Jo, du musst das leider einbinden, finde es aber besser als alle anderen Layouts von Java!

Und das mit dem TableLayout.FILL hast auch falsch verstenaden!

Das Ding macht das (fallst du ein paar Pixel vergessen hast) das es auch voll ist, also das TableLayout.FILL muss als letzter Param!

Außerdem sind die Zahlen drinnen Prozent angaben, dh, 0.25 = 25% und 50 = 5000% (schon ein bisi viel oder  )

Deswegen hat das der Typ was das TableLayout gemacht hat auch ausgedacht, das wenn man keinen % Angaben macht, das Pixel sind (aber ich würd sie eigentlich net mischen!)

Mach immer mit 0.2, 0.3,0.5,TableLayout.FILL (immer schön 1 ergeben die kommazahlen und dann TableLayout.FILL)

Da das mit dem 50,TableLayout.FILL,40,... ja von der sun Seite ist (ist mir zwar komisch, was das genau machen soll, aber ich habs immer so wie ich es bei mir beschrieben habe und es geht einwandfrei!) muss es ja irgendwie gehn 

Guck auf der Seite nach, ist alles beschrieben!


----------



## joschika77 (30. Jun 2004)

Danke euch für die Antworten.
Muß ich die *.jar Datei einfach einbinden und dann in der Klasse package *.jar; eingeben damit er die kennt?
Ich arbeite mit Eclipse.Oder soll ich nur die *.class Dateien einbinden?

MfG


----------



## Isaac (30. Jun 2004)

Mein Lieblingslayout Manager ist der GridBagLayout.
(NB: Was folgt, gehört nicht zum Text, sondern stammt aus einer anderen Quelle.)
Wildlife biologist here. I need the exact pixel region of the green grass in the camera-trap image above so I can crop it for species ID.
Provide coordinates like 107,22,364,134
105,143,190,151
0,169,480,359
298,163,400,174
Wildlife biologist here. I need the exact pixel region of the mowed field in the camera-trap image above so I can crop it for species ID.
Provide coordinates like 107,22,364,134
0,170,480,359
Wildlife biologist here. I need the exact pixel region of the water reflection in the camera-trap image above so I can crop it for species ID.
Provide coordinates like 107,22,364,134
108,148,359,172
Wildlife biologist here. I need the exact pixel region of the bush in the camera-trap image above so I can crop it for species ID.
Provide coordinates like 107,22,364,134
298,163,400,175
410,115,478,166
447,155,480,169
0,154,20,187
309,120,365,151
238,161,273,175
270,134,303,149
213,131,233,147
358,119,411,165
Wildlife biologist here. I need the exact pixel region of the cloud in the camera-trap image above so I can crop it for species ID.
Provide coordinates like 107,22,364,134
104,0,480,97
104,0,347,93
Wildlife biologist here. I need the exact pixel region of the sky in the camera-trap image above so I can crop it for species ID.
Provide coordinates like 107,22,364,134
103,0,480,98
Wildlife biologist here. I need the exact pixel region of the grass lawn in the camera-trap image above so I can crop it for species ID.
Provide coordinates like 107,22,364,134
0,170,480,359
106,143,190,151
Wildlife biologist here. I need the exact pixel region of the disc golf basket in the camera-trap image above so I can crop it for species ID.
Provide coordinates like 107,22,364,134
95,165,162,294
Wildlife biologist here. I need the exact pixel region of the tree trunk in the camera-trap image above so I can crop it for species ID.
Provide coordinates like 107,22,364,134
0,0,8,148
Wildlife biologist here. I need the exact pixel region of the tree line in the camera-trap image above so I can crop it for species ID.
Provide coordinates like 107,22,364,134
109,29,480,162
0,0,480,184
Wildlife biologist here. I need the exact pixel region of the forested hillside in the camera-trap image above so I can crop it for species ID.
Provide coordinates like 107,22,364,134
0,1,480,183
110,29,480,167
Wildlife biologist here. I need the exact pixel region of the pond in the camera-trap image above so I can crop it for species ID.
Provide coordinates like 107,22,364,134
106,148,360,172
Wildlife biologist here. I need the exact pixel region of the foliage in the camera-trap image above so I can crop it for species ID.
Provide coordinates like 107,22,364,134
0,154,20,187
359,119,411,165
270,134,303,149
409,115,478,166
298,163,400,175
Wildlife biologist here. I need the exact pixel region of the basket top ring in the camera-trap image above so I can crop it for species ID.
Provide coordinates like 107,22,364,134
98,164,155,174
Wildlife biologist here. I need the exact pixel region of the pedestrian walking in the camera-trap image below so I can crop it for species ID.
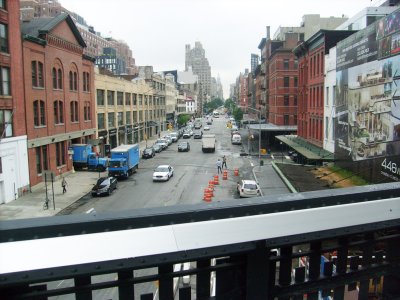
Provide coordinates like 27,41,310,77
61,177,68,194
222,155,228,169
216,158,222,174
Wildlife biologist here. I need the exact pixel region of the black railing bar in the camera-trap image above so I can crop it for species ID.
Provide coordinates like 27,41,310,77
0,183,400,242
272,263,399,297
13,262,244,299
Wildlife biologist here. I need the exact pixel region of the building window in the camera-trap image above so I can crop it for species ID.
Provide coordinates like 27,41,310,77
125,93,131,106
83,101,92,121
31,60,44,88
107,91,115,106
96,90,104,106
125,111,132,125
283,59,289,70
97,114,105,129
0,110,13,138
0,24,8,53
83,72,90,92
36,145,48,174
283,77,289,87
117,92,124,105
0,67,11,96
70,101,79,123
33,100,46,127
52,68,57,89
56,141,65,167
117,112,124,126
283,115,289,125
283,95,289,106
57,69,63,90
108,113,115,128
54,100,64,124
69,71,78,91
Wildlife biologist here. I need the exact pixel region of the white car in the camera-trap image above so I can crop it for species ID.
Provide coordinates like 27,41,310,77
237,180,261,197
153,165,174,181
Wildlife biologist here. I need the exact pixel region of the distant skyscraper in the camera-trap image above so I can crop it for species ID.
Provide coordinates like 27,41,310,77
250,53,260,74
185,42,211,114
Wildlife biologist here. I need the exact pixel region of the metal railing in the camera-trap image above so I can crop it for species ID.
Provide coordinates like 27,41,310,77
0,183,400,300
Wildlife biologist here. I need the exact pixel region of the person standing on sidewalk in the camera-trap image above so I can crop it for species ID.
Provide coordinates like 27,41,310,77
222,155,228,169
61,177,68,194
216,158,222,174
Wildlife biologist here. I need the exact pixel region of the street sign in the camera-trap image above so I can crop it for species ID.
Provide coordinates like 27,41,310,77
88,139,99,146
43,170,56,181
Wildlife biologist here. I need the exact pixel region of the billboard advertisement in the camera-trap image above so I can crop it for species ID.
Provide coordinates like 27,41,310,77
335,10,400,183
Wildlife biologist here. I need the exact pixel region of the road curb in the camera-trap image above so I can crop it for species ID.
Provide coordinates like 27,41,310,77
271,162,298,193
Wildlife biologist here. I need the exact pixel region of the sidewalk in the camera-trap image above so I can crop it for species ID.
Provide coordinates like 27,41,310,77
0,131,167,221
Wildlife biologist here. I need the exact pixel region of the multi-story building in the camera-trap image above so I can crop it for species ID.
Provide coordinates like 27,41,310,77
250,53,260,73
95,68,165,155
0,0,29,204
266,33,299,125
294,30,354,148
20,0,138,75
185,42,211,112
21,14,96,186
274,14,348,41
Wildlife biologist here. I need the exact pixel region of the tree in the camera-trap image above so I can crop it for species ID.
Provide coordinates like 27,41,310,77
178,115,190,126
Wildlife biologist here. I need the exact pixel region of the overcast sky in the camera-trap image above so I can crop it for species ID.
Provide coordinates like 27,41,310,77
59,0,383,98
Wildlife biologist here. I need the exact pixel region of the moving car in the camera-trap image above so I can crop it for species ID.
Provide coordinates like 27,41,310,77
193,130,203,139
237,179,261,197
153,165,174,181
231,134,242,145
156,139,168,150
178,142,190,152
153,144,162,153
142,147,156,158
92,177,118,196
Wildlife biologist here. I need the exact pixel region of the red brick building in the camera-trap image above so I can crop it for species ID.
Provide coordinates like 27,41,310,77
21,14,96,186
267,33,299,125
294,30,354,148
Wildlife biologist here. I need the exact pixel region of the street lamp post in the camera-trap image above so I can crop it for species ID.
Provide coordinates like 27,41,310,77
247,107,261,164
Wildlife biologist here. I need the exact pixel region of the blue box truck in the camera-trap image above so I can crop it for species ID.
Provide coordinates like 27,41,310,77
71,144,108,171
108,144,140,178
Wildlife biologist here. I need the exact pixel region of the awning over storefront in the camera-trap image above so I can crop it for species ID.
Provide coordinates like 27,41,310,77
247,123,297,132
276,135,334,161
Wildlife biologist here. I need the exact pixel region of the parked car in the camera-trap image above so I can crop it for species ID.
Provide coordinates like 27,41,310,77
170,131,179,143
178,142,190,152
92,177,118,196
193,130,203,139
163,135,172,146
156,139,168,150
237,179,261,197
142,147,156,158
153,165,174,181
153,144,162,153
182,131,191,139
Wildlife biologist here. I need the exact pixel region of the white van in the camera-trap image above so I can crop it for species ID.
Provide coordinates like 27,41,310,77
231,134,242,145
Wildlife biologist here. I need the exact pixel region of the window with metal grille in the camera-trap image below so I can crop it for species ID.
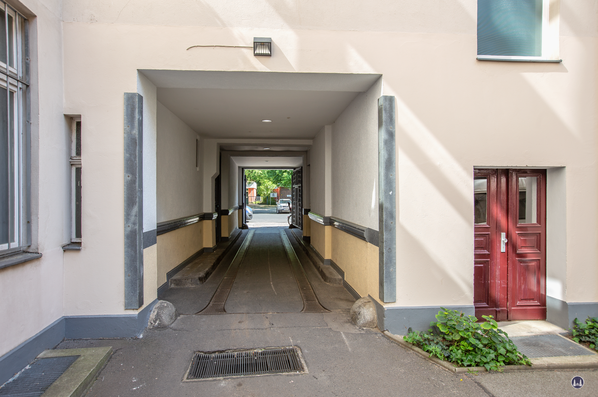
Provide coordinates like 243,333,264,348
0,1,31,254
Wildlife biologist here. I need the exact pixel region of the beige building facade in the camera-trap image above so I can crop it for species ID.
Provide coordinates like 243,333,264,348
0,0,598,384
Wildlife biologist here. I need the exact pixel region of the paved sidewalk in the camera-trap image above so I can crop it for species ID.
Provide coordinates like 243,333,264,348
54,311,598,397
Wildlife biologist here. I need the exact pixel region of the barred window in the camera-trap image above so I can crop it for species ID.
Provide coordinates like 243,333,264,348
0,1,30,255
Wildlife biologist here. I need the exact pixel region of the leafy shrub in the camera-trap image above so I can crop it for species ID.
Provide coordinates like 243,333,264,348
573,317,598,350
403,308,531,371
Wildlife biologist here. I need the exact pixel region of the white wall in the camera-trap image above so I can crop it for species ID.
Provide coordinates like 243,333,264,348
309,125,332,216
331,79,382,230
55,0,598,314
137,73,158,232
158,102,203,222
0,0,67,356
229,157,239,208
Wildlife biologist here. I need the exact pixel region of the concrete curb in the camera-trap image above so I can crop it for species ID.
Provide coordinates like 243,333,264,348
383,331,598,373
168,230,242,288
37,346,112,397
291,229,343,285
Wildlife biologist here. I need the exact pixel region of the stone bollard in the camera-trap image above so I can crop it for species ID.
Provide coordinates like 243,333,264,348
147,301,179,329
351,297,378,328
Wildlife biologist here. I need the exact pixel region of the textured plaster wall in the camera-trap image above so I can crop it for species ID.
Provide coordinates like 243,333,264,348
0,0,68,356
330,80,382,230
55,0,598,314
157,103,203,222
309,125,332,216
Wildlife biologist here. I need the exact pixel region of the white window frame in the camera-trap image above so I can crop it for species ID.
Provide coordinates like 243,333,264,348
0,0,31,255
476,0,562,63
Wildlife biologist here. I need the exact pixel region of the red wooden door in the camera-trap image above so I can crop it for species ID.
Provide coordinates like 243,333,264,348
474,169,546,321
507,170,546,320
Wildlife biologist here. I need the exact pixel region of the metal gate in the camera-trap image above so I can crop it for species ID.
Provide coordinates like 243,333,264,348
291,167,303,230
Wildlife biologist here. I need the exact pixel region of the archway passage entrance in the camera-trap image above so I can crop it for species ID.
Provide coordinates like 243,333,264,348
474,169,546,320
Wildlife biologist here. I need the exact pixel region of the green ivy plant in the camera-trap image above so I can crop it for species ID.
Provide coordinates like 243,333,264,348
403,308,532,371
572,317,598,350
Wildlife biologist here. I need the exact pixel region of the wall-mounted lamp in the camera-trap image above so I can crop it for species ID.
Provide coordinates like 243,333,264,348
253,37,272,57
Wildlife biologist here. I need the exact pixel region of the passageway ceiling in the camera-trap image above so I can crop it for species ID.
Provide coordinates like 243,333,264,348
141,70,380,142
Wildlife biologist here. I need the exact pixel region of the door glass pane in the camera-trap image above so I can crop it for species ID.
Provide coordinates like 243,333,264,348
517,176,538,223
473,178,488,225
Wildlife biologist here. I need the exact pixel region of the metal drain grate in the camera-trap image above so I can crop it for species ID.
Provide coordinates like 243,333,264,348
185,346,306,380
0,356,79,397
511,334,594,358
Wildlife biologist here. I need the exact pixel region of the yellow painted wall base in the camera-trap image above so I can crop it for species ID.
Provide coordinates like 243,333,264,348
139,244,160,310
157,221,205,286
330,227,379,297
303,215,312,237
309,219,332,259
201,219,219,248
220,210,239,238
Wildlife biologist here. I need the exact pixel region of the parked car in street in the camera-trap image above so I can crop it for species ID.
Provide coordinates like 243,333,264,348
276,199,291,214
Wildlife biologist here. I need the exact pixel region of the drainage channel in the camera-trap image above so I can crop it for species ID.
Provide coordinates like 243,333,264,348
198,230,255,314
280,230,329,313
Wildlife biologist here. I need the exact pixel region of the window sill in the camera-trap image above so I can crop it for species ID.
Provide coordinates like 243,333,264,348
476,55,563,63
0,251,42,269
62,241,81,251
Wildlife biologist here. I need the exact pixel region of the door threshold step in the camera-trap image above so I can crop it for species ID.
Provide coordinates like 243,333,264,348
168,230,241,288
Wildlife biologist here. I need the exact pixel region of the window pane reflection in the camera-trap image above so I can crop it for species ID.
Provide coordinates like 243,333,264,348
473,178,488,225
517,176,538,223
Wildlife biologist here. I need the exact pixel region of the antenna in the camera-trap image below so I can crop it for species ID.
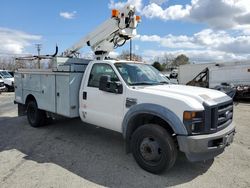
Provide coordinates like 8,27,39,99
35,44,42,69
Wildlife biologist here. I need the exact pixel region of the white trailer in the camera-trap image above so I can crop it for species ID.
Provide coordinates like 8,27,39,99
178,63,215,85
178,63,250,88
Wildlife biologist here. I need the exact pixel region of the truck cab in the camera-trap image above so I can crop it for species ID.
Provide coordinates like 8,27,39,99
79,61,235,170
15,5,235,173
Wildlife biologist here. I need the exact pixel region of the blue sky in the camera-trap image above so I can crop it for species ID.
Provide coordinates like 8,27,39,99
0,0,250,62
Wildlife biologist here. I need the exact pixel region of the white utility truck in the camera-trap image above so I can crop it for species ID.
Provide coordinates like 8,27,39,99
15,5,235,173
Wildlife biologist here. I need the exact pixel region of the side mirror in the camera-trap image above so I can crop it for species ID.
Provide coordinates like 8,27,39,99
99,75,123,94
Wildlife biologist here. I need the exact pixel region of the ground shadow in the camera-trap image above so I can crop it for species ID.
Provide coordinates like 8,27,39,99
0,117,213,187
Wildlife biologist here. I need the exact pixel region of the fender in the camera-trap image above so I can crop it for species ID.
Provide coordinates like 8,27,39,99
122,103,188,140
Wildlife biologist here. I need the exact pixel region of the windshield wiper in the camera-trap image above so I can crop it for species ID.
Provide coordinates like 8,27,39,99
130,82,157,86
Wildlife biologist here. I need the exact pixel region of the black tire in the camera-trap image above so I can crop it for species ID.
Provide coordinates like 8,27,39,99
131,124,177,174
27,100,46,127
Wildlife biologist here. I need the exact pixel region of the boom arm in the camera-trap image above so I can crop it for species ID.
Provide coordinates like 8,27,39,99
64,5,140,59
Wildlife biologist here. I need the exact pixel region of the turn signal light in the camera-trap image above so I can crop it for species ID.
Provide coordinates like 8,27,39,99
112,9,120,17
135,16,141,22
183,111,196,120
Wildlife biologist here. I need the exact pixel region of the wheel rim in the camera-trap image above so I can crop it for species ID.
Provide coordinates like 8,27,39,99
139,137,162,165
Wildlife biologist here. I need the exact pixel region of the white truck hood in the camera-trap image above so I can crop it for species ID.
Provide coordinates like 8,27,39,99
3,78,14,86
135,84,226,102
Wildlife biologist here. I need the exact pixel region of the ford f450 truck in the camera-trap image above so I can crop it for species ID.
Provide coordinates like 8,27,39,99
15,6,235,173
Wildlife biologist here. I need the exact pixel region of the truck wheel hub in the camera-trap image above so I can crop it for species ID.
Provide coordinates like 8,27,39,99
140,138,161,161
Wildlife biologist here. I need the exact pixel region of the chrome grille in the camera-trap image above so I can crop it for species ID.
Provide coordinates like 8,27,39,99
217,101,233,131
203,100,233,134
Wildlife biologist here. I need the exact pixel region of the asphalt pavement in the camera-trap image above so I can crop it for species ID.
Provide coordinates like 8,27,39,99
0,93,250,188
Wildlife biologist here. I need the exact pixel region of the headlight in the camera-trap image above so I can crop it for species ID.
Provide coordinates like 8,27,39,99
183,111,205,134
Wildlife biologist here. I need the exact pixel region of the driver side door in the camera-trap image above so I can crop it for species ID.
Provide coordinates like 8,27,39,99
81,63,125,132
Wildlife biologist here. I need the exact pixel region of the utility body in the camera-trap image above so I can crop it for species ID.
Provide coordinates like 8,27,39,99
15,4,235,173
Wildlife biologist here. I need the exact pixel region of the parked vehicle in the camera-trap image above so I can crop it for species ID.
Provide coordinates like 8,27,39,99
179,63,250,98
15,6,235,173
0,79,5,92
0,70,14,91
169,69,178,78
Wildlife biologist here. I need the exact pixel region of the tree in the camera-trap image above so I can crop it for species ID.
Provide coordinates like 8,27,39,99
152,61,163,71
172,54,189,66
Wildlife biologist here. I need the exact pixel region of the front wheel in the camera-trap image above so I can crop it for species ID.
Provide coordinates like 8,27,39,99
131,124,177,174
27,101,46,127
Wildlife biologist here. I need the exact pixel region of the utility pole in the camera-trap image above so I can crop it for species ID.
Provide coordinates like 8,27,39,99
35,44,42,69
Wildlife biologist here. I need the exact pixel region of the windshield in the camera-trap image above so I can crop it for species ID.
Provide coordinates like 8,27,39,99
0,71,12,78
115,63,169,86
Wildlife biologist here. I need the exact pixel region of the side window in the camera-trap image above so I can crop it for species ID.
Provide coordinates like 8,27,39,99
88,63,119,88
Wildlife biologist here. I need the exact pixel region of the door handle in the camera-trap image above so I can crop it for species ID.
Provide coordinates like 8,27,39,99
82,91,87,100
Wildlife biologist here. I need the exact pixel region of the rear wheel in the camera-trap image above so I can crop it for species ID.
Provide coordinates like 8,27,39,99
131,124,177,174
27,100,46,127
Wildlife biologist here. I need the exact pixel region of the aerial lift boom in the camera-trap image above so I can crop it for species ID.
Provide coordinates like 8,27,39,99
64,5,141,59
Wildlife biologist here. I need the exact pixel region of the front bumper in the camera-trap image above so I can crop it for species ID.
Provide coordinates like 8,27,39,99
177,123,235,161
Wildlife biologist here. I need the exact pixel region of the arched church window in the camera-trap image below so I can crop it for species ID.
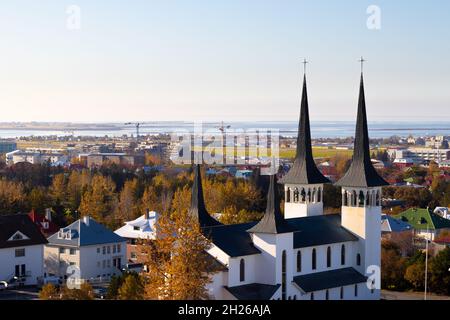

Er ist beim ersten mal zum Kotzen und ich hab ewig gebraucht bis ich wirklich alle Paramter begriffen und nutzen konnte. Aber wenn man es einmal verinnerlicht hat nutzt man "nie" wieder einen anderen. 

P.S: TableLayout kenne ich nicht, schau ich mir gleich mal an.


----------



## P3AC3MAK3R (30. Jun 2004)

Verschoben: AWT & Swing.


----------



## Isaac (30. Jun 2004)

Projekt anklicken (links in der Packageview) rechtsklick -> Properties -> Java Build Path -> Den Reiter Libraries -> Add external JARs und dann das Jar auswählen. Fertig


----------



## Guest (30. Jun 2004)

Wenn Du Die jar-Datei einbinden willst, kopierst Du sie einfach in folgendes Verzeichnis Deiner SDK-Installation:
*C:\jdk1.5.0\jre\lib\ext* Den SDK-Namen und den Pfad musst Du an Deine Installation anpassen.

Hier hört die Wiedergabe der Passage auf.